Ferner sollten in einem ökologischen Staatswesen auch verstärkt plebiszitäre Elemente berücksichtigt werden, auch um bürgerliches Engagement jenseits des Staates zu befördern. Ebenso sprach sich Stein für ein stärkeres Verbandsklagerecht aus, das Umweltorganisationen mehr Drohpotenzial verschaffe.
Diskussion: Skepsis gegenüber rigiden Reformen
Sowohl eine Erweiterung des Verbandsklagerechts sowie der Vorschlag eines Ökologischen Rates in Anlehnung an Bahro wurden in der abschließenden Diskussion kritisch bewertet.
Eine Umweltverband-Aktivistin wies darauf hin, dass in der Praxis Verbandsklagen etwa gegen einen Flughafenausbau oft zu einer Delegitimierung der Verbände führten. Jenseits der acht Prozent Grünen-Wähler fehle die Unterstützerbasis. Willfried Maier sah darin einen wichtigen Lernprozess für Verbände: Sie müssten lernen, die Klage-Waffe geschickter als Drohgebärde einzusetzen. Kritisch äußerte er sich auch gegenüber den prozeduralen Reformvorschlägen von Tine Stein: Volksbegehren und -entscheide hätten kaum zur Selbstaufklärung der Bevölkerung beigetragen. Eher zeigten sie eine Tendenz zum populistischen Hochschaukeln der jeweiligen Debatte. Als Gegenbeispiel verwies er auf direkte Demokratieformen in der Schweiz, wo durch eine engagierte Informationspolitik und längere Fristen tatsächlich mehr Aufklärung der Bürger gelungen sei.
Interessant war auch Hubertus Buchsteins Hinweis, dass sich in den letzten 20 Jahren nur diejenigen institutionellen Reformen in der Demokratie durchgesetzt hätten, die auf weniger rigide Methoden setzten. Er appellierte für ein „House of Lots“, einem breit aufgestellten, informellen Gremium, das jedoch kein neuer Veto-Player sein dürfe. Davon gebe es in der Demokratie genug.

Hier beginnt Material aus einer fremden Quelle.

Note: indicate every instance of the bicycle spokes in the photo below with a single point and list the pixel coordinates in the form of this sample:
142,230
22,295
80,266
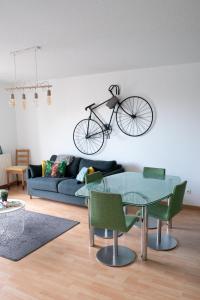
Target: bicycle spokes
134,116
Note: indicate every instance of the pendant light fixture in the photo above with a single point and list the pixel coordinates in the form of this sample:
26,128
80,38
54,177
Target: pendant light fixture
23,101
36,86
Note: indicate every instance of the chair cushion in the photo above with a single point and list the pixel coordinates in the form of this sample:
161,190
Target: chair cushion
159,211
45,183
69,186
98,165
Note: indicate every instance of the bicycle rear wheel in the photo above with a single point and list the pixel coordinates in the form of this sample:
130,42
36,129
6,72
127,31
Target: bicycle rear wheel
134,116
88,136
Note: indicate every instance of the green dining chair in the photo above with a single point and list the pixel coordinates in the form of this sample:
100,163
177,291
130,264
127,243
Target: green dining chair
154,173
106,211
162,213
103,233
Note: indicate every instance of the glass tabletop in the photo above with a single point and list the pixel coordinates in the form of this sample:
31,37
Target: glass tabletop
134,188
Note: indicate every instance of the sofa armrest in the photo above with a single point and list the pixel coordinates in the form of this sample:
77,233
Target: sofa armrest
34,171
120,169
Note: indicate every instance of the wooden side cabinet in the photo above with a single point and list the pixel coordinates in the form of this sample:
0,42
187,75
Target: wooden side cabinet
5,162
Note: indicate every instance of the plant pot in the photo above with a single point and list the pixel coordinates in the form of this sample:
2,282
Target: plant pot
4,195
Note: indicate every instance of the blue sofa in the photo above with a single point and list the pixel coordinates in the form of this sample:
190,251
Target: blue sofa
63,189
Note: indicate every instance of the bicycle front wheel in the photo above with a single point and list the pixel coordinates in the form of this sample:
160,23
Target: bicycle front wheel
88,136
134,116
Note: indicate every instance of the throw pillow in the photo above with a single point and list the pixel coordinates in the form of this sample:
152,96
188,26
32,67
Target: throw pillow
55,169
91,170
63,157
43,167
81,175
48,168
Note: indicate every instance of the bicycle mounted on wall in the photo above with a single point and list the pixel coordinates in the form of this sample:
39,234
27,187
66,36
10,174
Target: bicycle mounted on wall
134,117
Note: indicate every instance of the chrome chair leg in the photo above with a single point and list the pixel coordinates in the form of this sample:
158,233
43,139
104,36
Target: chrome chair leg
159,226
169,223
116,256
161,242
91,236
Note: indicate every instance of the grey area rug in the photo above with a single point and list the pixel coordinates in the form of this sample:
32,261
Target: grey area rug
39,229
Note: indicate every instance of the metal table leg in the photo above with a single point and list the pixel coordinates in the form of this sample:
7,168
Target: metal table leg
144,233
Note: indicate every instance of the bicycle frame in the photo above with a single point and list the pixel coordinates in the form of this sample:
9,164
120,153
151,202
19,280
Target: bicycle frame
105,126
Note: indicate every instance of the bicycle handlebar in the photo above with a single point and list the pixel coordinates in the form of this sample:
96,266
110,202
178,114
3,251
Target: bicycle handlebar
89,106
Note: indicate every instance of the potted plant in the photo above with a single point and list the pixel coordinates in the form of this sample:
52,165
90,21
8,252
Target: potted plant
4,195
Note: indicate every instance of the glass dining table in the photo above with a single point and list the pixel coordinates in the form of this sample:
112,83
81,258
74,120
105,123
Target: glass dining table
137,190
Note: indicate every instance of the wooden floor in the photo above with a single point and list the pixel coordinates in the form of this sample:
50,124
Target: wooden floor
66,268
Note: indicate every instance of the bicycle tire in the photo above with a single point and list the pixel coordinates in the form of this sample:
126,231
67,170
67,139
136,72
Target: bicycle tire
134,116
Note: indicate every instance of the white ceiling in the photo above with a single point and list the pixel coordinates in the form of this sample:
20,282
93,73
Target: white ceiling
93,36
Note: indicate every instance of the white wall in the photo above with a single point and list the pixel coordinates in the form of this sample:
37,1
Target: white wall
8,132
172,143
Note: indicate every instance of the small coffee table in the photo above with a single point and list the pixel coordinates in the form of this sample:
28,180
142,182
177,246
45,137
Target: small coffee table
12,220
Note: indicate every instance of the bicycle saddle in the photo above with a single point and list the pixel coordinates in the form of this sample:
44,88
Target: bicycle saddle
89,106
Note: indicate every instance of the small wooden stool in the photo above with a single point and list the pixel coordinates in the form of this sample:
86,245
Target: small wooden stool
22,162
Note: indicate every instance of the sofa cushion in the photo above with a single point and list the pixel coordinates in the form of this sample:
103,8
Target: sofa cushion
69,186
73,168
98,165
45,183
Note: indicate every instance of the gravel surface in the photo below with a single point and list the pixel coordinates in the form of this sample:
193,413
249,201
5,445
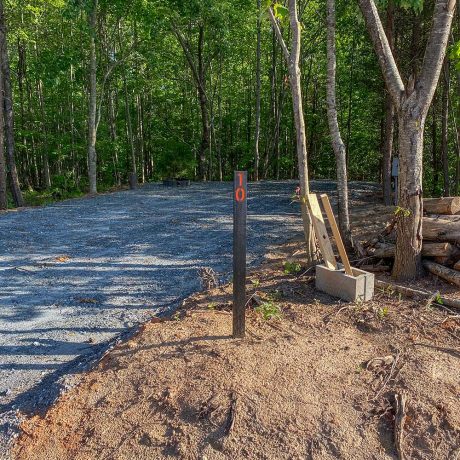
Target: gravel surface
77,274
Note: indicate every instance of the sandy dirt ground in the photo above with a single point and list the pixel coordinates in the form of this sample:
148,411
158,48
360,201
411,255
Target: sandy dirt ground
77,275
318,380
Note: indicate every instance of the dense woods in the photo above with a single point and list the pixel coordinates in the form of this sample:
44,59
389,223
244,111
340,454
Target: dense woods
95,91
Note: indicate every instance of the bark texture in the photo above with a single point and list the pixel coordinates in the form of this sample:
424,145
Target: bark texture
411,104
8,111
292,58
258,85
92,104
3,197
337,142
388,133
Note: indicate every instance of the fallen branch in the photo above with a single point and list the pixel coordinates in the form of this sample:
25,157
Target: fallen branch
231,415
452,276
415,293
400,419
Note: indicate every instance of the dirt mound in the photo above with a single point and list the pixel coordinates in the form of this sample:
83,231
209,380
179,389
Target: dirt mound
317,380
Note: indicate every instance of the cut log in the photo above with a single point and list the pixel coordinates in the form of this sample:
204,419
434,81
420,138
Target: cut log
455,218
418,294
447,205
435,229
387,251
452,276
375,268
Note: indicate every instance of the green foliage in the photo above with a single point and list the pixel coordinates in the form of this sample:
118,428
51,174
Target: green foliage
280,11
269,310
175,160
415,5
292,268
382,313
49,49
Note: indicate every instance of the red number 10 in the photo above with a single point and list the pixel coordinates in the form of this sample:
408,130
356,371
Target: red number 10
240,193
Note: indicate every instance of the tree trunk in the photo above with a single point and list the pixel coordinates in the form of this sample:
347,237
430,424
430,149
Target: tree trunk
3,187
8,111
292,59
258,87
92,104
46,176
337,142
412,104
445,127
388,133
203,106
408,260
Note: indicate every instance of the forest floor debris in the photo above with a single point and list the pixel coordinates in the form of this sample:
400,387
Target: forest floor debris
77,274
373,382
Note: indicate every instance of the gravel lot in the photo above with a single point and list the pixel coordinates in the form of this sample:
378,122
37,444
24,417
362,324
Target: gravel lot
76,274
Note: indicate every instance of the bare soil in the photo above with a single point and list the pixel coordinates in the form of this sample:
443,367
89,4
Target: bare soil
319,381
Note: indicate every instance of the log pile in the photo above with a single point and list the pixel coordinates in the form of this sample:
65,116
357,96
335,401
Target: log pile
441,239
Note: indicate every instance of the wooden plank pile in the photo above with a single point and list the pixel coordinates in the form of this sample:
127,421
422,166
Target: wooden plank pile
441,239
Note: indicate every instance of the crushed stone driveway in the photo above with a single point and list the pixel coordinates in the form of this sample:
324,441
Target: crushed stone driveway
76,274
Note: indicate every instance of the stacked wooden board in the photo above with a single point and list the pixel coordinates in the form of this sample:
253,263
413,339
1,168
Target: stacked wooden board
441,239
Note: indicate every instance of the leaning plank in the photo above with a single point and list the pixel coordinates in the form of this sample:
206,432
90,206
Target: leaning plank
441,230
416,293
444,249
447,205
452,276
335,231
321,232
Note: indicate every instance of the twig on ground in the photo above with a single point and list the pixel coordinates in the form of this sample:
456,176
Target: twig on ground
336,313
389,376
400,419
231,415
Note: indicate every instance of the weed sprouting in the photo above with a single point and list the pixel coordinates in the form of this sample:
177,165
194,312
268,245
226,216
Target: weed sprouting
269,310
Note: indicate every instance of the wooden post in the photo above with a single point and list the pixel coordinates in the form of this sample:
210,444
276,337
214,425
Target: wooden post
239,252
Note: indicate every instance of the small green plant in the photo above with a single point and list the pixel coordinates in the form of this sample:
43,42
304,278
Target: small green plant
275,296
269,310
382,313
292,268
359,369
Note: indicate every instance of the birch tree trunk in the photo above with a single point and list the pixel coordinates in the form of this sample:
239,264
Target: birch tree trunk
92,104
258,86
445,127
292,58
412,102
3,197
337,142
387,145
8,111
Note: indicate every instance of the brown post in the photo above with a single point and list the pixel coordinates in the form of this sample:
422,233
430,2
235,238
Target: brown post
239,252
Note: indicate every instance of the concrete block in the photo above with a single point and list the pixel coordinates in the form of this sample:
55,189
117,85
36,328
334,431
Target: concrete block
350,288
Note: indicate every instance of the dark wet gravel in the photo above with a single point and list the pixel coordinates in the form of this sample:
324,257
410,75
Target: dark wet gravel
78,273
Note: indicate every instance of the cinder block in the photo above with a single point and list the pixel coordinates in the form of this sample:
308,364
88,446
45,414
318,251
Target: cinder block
338,284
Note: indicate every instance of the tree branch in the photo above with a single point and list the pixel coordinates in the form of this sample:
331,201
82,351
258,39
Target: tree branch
386,59
278,33
435,52
188,55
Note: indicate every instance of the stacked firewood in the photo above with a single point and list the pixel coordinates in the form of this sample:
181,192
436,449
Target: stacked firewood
441,239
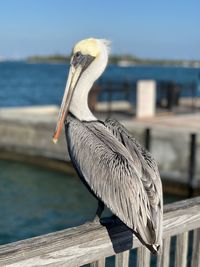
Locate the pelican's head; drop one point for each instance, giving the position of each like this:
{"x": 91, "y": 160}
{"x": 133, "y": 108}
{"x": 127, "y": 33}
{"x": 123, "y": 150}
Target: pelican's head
{"x": 88, "y": 61}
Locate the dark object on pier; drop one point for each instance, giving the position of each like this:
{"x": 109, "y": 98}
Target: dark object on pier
{"x": 192, "y": 164}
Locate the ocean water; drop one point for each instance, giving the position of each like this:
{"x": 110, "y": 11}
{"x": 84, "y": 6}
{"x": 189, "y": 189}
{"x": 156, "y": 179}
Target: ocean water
{"x": 36, "y": 201}
{"x": 25, "y": 84}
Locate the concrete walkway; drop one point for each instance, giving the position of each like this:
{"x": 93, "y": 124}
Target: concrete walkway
{"x": 29, "y": 131}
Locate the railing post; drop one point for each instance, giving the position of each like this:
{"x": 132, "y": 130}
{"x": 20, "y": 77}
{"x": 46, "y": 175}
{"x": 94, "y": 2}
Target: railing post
{"x": 192, "y": 164}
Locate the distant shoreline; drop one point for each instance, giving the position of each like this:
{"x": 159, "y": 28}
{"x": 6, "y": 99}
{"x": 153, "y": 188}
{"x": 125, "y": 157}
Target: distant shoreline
{"x": 123, "y": 61}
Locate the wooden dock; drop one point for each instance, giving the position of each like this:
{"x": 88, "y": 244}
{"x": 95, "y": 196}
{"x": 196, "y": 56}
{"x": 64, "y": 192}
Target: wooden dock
{"x": 92, "y": 243}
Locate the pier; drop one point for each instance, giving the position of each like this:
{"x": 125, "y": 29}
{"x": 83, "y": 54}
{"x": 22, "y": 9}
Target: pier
{"x": 92, "y": 243}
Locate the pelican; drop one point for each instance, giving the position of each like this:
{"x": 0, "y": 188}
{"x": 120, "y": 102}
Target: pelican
{"x": 115, "y": 168}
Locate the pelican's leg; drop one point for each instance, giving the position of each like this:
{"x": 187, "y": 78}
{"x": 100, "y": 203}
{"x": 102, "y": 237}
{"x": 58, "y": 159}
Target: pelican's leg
{"x": 99, "y": 211}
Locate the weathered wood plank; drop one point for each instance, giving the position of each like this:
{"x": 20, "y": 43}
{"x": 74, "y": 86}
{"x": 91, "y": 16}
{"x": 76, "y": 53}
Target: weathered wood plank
{"x": 122, "y": 259}
{"x": 181, "y": 250}
{"x": 143, "y": 257}
{"x": 196, "y": 249}
{"x": 163, "y": 259}
{"x": 91, "y": 241}
{"x": 99, "y": 263}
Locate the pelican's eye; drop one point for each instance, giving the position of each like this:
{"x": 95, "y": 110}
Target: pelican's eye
{"x": 77, "y": 55}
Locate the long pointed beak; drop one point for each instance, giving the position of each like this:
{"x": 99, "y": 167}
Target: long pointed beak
{"x": 73, "y": 77}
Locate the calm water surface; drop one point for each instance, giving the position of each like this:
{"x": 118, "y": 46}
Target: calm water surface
{"x": 35, "y": 201}
{"x": 24, "y": 84}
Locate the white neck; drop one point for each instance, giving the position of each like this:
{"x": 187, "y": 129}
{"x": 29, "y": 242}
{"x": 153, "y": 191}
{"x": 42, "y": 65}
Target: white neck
{"x": 79, "y": 103}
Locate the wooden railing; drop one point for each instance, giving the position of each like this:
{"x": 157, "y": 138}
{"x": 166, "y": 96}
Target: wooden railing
{"x": 92, "y": 243}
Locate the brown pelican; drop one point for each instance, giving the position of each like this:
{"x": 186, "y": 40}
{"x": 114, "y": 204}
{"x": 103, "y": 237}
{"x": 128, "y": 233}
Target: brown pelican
{"x": 112, "y": 164}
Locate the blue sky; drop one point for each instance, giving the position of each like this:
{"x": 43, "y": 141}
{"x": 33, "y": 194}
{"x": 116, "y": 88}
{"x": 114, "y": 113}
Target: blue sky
{"x": 152, "y": 29}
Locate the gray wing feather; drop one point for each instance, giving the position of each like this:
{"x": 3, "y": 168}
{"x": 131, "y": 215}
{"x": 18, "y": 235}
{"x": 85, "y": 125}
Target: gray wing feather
{"x": 115, "y": 174}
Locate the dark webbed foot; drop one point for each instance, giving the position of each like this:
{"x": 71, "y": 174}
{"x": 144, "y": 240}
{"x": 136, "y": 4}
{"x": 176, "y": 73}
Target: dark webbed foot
{"x": 109, "y": 221}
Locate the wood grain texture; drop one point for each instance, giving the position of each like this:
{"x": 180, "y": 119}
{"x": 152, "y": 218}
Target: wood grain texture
{"x": 143, "y": 257}
{"x": 196, "y": 249}
{"x": 164, "y": 258}
{"x": 181, "y": 250}
{"x": 99, "y": 263}
{"x": 87, "y": 243}
{"x": 122, "y": 259}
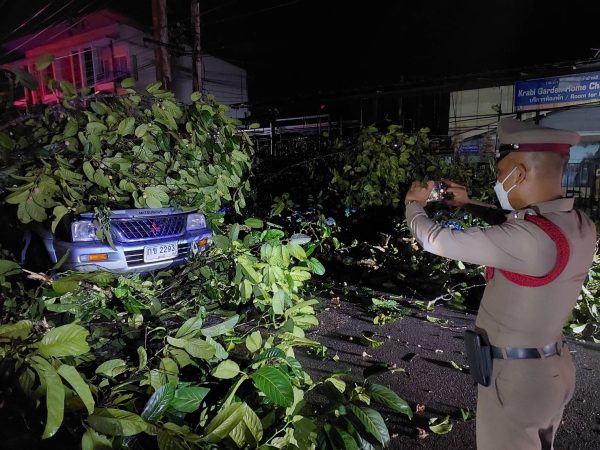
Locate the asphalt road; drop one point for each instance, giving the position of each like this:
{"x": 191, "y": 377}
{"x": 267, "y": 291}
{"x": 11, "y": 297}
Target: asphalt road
{"x": 426, "y": 351}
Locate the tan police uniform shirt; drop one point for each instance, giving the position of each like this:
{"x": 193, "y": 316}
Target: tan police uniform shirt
{"x": 510, "y": 314}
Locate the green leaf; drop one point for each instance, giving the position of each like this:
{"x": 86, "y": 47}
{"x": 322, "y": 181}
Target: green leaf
{"x": 190, "y": 327}
{"x": 156, "y": 197}
{"x": 116, "y": 422}
{"x": 58, "y": 212}
{"x": 95, "y": 128}
{"x": 316, "y": 266}
{"x": 443, "y": 427}
{"x": 72, "y": 376}
{"x": 18, "y": 197}
{"x": 43, "y": 61}
{"x": 66, "y": 340}
{"x": 188, "y": 399}
{"x": 55, "y": 395}
{"x": 226, "y": 370}
{"x": 275, "y": 385}
{"x": 347, "y": 440}
{"x": 389, "y": 398}
{"x": 340, "y": 385}
{"x": 99, "y": 108}
{"x": 249, "y": 430}
{"x": 142, "y": 357}
{"x": 18, "y": 330}
{"x": 373, "y": 423}
{"x": 254, "y": 341}
{"x": 64, "y": 285}
{"x": 6, "y": 141}
{"x": 221, "y": 328}
{"x": 198, "y": 348}
{"x": 300, "y": 238}
{"x": 158, "y": 403}
{"x": 128, "y": 83}
{"x": 296, "y": 251}
{"x": 88, "y": 170}
{"x": 370, "y": 342}
{"x": 111, "y": 368}
{"x": 222, "y": 424}
{"x": 126, "y": 126}
{"x": 94, "y": 441}
{"x": 221, "y": 242}
{"x": 36, "y": 212}
{"x": 254, "y": 223}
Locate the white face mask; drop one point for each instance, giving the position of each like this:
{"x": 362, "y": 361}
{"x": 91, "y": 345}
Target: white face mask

Ähnlich argumentierte auch Christoph Möllers, der den Zeitfaktor zu Bedenken gab: Eine weitere Kammer würde das Zeitproblem, das hinsichtlich der ökologischen Probleme bestehe, nur verschärfen. Grundsätzlich müssten institutionelle Reformen eher auf eine Beschleunigung der Lösungsprozesse abzielen.
Stein wollte diesen Einwand in ihrem Fazit nicht gelten lassen. Der Vorteil eines Ökologischen Rates bestünde darin, dass er eine politische Basis für verantwortlichere Lösungen organisieren könne. Historisch sei die Demokratie als Erfolgsgeschichte immer an den ökonomischen Bedingungen gehangen. Wie sie sich jedoch entwickle, wenn die Luxusrate in der Bevölkerung sinke, sei ungewiss. Um ihren Erhalt zu sichern, so Stein abschließend, seien institutionelle Reformen daher unbedingt nötig.